Hastings said, “You’re saying she somehow recorded this after she died.”
Harbin shook his head. “She didn’t record anything.” He turned the machine around and hit the button that would have ejected the cassette had there been one inside. “There’s no tape. There hasn’t been one in this machine since Fraser first found it and turned it in after returning to base.”
This seemed to confuse them even more.
“How is it playing, then?” Raffalo asked.
“I’m not sure playing is the correct word for what’s happening.” Harbin settled back in his chair and pulled the device closer. He studied their faces for another moment, then turned to Martha, who gave him a reassuring nod. He leaned closer to the recorder, pressed the Play button again, and spoke in a soft voice, “Sophie, can you hear me?”

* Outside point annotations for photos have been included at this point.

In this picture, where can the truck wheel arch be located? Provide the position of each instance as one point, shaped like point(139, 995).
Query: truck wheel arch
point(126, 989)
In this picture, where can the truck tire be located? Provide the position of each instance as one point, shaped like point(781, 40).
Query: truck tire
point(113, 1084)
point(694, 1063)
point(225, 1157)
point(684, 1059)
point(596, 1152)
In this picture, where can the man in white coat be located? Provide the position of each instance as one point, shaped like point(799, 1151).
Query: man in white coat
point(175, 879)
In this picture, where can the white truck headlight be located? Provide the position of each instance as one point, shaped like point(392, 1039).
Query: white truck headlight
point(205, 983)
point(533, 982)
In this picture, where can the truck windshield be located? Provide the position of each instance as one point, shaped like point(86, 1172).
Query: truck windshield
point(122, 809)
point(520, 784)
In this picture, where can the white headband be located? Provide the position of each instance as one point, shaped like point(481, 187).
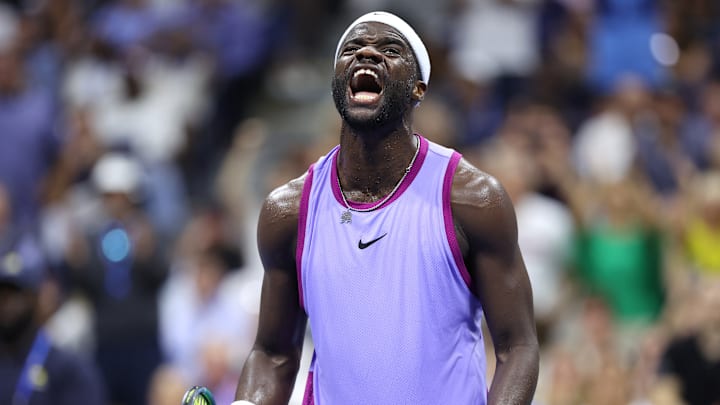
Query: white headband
point(404, 29)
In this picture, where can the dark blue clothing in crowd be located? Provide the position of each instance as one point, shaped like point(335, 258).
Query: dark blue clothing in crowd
point(62, 379)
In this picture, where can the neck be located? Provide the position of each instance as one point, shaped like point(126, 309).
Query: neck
point(371, 164)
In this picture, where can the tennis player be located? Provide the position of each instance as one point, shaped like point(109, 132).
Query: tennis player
point(394, 248)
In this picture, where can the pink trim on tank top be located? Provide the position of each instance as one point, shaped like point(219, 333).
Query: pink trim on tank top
point(302, 222)
point(405, 184)
point(447, 214)
point(309, 397)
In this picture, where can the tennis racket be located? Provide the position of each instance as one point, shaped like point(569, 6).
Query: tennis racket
point(198, 395)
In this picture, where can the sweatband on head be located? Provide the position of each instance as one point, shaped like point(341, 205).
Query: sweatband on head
point(416, 44)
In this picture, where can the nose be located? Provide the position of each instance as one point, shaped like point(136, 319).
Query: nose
point(368, 52)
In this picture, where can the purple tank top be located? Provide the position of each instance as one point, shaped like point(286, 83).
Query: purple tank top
point(392, 316)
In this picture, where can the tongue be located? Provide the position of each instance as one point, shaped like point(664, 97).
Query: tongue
point(365, 97)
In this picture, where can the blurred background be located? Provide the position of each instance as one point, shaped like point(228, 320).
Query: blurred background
point(139, 138)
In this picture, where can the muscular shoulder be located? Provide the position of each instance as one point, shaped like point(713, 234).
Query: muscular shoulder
point(277, 225)
point(482, 209)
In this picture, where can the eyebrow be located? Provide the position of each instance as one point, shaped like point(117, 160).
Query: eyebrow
point(390, 39)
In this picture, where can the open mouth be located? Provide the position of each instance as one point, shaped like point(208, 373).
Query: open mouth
point(365, 87)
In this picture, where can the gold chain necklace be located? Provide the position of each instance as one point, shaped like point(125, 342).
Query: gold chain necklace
point(346, 217)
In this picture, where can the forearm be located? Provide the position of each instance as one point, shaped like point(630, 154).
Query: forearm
point(268, 379)
point(515, 376)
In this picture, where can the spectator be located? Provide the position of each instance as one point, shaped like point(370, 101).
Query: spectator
point(121, 269)
point(30, 139)
point(32, 369)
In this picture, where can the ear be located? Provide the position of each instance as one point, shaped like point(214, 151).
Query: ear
point(419, 91)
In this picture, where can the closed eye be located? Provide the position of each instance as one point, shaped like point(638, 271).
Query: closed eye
point(349, 50)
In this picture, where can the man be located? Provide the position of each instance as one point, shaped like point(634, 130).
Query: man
point(32, 370)
point(393, 247)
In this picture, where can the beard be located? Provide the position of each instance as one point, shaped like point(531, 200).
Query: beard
point(395, 102)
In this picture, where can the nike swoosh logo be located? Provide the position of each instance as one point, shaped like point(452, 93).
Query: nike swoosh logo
point(362, 245)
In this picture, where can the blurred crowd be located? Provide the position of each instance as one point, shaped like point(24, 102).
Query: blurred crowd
point(140, 136)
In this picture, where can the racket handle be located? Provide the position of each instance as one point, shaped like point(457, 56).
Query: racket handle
point(198, 395)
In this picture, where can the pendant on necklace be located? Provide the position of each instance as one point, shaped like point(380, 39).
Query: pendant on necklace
point(346, 217)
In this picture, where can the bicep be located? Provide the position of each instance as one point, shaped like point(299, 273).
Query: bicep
point(282, 320)
point(496, 266)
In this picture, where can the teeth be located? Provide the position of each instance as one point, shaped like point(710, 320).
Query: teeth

At first, there was nothing, only static coming from the single speaker, then they all heard it, quiet at first, barely a whisper. Sophie’s voice.
“Yes, doctor. I can hear you.”
Hastings let out an audible gasp.
Amber Roush’s eyes grew wide and she seemed to sink down into her seat.
Raffalo didn’t move at all. His face had gone horribly pale. When he spoke, he sounded like a frightened child. “How is that possible?”
Harbin spoke into the recorder. “Sophie, can you tell us where you are?”
“I…I’m not sure.”
“Is it a place?”
“It feels like I’m…everyplace…all at once. It’s cold. I’m cold.”
“Can you see me? Can you see Dr. Chan and the others?”
“Yes. I can see…everything. Everyone.”
Hastings frowned. “Is that tape recorder connected somehow?”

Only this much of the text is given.